Ask Me Help Desk - Linear relationships

1.Find the coordinates of the point where the line 2y=x-4 cuts the x axis.
Find the equation of the straight line through this point and (-1,10)

Are the coordinates and the equation of this question connected? I have done this exercise few months ago but I have forgotten everything. Some explaining would be nice.. :)

2.Find the coordinates of the point where the line 2y=-x+6 cuts the x axis.
Find the equation of the straight line through this point and the point (8,8)

3.If f(x)=2x+10 and g(x)=x^2-3x-4
Find
a.f(2)+g(2)

b.f(x)+g(x)

c.f(2x)+g(2x)

d. the values of p for which g(p)=0

e.The values of q for which f(q)=g(q)

Thx in advance :)

Quote:

1.Find the coordinates of the point where the line 2y=x-4 cuts the x axis.
Find the equation of the straight line through this point and (-1,10)

Are the coordinates and the equation of this question connected? I have done this exercise few months ago but i have forgotten everything. Some explaining would be nice..

The point where a line cuts the x-axis is the point where x = 0 (because x = 0 at the x-axis). All you need to do is replace "x" in your equation with "0" and solve for y.

Taking the point (0,y) you solved for, create an equation for the line.

$slope = \frac {\delta Y}{\delta X} = \frac {10-y}{-1-0} = y-10$

The standard slope-intercept form of a line is "Y=mX + b" where "m" is the slope and "b" is the y-intercept.

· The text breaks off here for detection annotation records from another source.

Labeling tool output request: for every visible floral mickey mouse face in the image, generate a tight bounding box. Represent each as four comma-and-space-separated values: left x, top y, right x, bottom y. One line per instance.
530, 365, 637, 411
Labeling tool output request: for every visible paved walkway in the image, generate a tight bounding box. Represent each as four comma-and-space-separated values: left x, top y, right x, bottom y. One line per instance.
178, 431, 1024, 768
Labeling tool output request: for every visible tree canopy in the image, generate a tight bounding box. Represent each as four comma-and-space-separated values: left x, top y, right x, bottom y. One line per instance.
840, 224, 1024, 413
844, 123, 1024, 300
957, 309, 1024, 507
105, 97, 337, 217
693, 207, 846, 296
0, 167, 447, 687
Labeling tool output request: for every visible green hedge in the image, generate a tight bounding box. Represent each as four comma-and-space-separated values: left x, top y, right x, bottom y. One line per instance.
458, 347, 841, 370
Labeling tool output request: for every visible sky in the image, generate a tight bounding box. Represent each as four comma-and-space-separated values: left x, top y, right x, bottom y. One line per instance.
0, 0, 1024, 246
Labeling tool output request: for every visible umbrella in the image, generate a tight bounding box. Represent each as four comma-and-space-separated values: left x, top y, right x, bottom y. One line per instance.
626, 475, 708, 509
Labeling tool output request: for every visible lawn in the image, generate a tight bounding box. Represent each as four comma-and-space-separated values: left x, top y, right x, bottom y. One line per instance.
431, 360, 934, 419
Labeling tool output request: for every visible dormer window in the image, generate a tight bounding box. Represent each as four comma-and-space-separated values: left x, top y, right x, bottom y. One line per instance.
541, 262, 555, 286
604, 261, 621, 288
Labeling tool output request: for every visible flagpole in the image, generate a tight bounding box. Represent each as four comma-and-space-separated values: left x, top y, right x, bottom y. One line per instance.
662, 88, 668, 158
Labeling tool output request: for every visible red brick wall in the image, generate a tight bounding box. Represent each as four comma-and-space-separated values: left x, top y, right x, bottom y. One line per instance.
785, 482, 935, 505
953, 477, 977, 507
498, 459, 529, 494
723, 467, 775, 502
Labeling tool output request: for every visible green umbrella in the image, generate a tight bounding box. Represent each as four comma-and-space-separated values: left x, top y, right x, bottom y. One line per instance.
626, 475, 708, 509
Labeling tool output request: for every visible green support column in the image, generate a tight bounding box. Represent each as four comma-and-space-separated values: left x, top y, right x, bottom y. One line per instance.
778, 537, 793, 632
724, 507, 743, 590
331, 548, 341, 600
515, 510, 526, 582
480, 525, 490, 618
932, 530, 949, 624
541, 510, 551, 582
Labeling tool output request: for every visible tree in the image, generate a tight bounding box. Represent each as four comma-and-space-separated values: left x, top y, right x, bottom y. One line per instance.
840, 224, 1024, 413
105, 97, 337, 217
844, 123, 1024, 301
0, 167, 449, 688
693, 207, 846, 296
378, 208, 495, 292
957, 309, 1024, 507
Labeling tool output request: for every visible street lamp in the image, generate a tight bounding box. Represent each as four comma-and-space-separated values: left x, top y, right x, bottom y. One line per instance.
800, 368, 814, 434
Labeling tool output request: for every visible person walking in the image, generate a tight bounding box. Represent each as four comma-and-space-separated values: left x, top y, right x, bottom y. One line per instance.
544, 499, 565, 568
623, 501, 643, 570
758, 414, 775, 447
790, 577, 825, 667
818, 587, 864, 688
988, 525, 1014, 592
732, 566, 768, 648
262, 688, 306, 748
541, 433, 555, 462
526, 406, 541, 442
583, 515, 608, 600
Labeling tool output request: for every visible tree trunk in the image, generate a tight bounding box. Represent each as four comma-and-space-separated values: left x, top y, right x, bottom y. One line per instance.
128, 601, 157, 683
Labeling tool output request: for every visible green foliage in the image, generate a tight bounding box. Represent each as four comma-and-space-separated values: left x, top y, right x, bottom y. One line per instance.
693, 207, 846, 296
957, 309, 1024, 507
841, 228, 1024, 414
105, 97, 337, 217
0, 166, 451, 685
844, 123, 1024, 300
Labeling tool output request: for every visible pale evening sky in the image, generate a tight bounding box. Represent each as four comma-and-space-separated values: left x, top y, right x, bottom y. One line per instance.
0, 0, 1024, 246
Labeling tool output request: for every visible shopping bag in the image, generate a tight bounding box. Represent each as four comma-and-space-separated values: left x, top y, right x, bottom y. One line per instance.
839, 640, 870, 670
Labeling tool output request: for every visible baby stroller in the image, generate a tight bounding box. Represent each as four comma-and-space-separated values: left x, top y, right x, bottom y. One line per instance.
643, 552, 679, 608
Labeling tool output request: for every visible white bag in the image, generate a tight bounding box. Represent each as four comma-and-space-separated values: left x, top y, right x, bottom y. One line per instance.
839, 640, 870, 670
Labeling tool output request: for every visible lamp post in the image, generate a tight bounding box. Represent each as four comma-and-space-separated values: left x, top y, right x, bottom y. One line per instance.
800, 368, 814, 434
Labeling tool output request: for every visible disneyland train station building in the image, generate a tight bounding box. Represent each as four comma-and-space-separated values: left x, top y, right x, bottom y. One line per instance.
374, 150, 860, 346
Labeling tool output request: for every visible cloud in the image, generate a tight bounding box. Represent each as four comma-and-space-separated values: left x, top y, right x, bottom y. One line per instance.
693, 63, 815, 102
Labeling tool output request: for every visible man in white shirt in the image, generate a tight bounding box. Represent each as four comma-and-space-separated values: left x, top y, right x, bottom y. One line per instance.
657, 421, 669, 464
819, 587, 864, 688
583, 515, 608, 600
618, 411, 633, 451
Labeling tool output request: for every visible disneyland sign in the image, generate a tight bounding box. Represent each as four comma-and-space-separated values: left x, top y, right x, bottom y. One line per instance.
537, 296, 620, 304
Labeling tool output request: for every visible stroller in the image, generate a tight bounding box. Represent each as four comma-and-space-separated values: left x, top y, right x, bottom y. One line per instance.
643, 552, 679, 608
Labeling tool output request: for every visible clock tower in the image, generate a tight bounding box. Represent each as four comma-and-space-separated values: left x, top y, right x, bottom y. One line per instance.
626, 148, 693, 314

Plug in the slope into the line:

$Y=(y-10)X + b$ Remember that the "y" was solved for above.

Enter one point, say (-1,10), for X and Y and solve for b.

Quote:

2.Find the coordinates of the point where the line 2y=-x+6 cuts the x axis.
Find the equation of the straight line through this point and the point (8,8)

This is done exactly the same way as #1. The value of "x" is 0 at the point where a line cuts the x-axis (the x-intercept).

Quote:

3.If f(x)=2x+10 and g(x)=x^2-3x-4, Find

a.f(2)+g(2)
b.f(x)+g(x)
c.f(2x)+g(2x)
d. the values of p for which g(p)=0
e.The values of q for which f(q)=g(q)

$f(x) = 2x+10$ therefore $f(2) = 2 \times 2 +10 = 14$
$g(x)=x^2-3x-4$ therefore $g(2) = 2^2-3 \cdot 2-4=-6$

The others are straight-forward. Give them a try. If you have trouble, post back with what you've done and I'll help you more.

1. You firstly have to find the point of intersection of your line with the x axis Now, find the gradient of the line that passes through the point you just found, and the given point. With the gradient and at least a point on the line, you can easily find the equation of that line.

2. Same as for 1.

3.

a. Find f(2) by replacing x by 2 in f(x) and g(2) by replacing x by two in the given g(x). Then, add both values.

b. Just add these two functions. (2x+10)+(x^2-3x-4)

c. Same as for a. but putting 2x instead of 2.

d. Replace x by p in g(x), and set that expression to zero. Solve for p by factorising.

e. Replace q in f(x) and g(x) and equate the two expressions.

Hope it helped! :) If you still have difficulties, don't hesitate to post a reply!

for question 3c.
I managed to get
4+20+2x^2-6-8=2x^2-2x+6
but the answers at the back of the book is 4x^2-2x+6
can u explain how do get 4x^2?

I still don't get how to get 3d and 3e. :(

Quote:

for question 3c, I managed to get

4+20+2x^2-6-8=2x^2-2x+6

but the answers at the back of the book is 4x^2-2x+6
can u explain how do get 4x^2?

I still don't understand 3d and 3e.

3c.
$f(x)=2x+10\,and\, g(x)=x^2-3x-4$

$f(2x) = 2(2x) + 10=4x+10$

$g(2x) = (2x)^2-3(2x)-4=4x^2-6x-4$

$f(2x)+g(2x)=(4x+10)+(4x^2-6x-4)=4x^2-2x+6$

3d. The values of p for which g(p)=0

$g(p)=p^2-3p-4=0$ This can be factored to give

$(p-4)(p+1)=0$ and the roots of this equation are p=4 and p=-1. These are the values that are requested.

3e.The values of q for which f(q)=g(q)

$f(q)=2q+10 = g(q)=q^2-3q-4$ because f(q)=g(q)

$2q+10 =q^2-3q-4$ which can be rearranged and factored to give

$q^2-5q-14=(q-7)(q+2)=0$

The roots of the equation are q=7 and q=-2. Therefore, these are the values of q for which f(q) = g(q).